In Jimenez’ view, the principal challenge of journalism in countries like Nicaragua, Cuba and Venezuela is “to continue existing” and “continue telling the country’s stories.” “Just because we live under this crossfire, and now with much of our generation in exile, we’re not going to stop telling the country’s stories,” he reflected.

He also feels that in these three countries, the ongoing strong waves of migration mean, for example, that “Cuba is no longer circumscribed only within the reality of the island. That whole mass of people scattered all over the world also form part of Cuba, and it’s also important to tell the stories of those Cubans who have left, precisely because of that reality on the island.”

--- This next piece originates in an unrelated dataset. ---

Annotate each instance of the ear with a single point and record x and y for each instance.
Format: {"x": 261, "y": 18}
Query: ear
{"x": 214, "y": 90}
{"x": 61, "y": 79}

Another challenge for independent journalism in exile, “is not to let the quality drop,” Jimenez declared. They must “continue developing strategies so that those inside of Cuba can have access to the independent media platforms, and also develop strategies to reach more people, in order to capture more sources of information.” Finally, “journalism must hold power accountable, even if confronting a power of this type, means, unfortunately, that we must suffer the consequences,” he stressed.

Luz Reyes insisted that another of digital journalism’s great challenges is sustainability. “Since we’re independent media, we need resources to sustain ourselves. In order to carry out good journalism, resources are also needed. So, we need to be aware that the sustainability of these media sources, in Cuba as well as in Nicaragua, is important,” she emphasized.

Along the same lines, Reyes noted the need to talk about ways of financing and supporting the independent media, “be it from philanthropic groups or organizations that are aware that we in the media must move within an authoritarian framework.”

She concluded: “as long as we’re working on the content, and exercising independent journalism, there will be audiences – both within and outside the country – that are going to seek that information and spread it.” That’s the reason she insists on the need to “persist in turning out the best journalism we can.”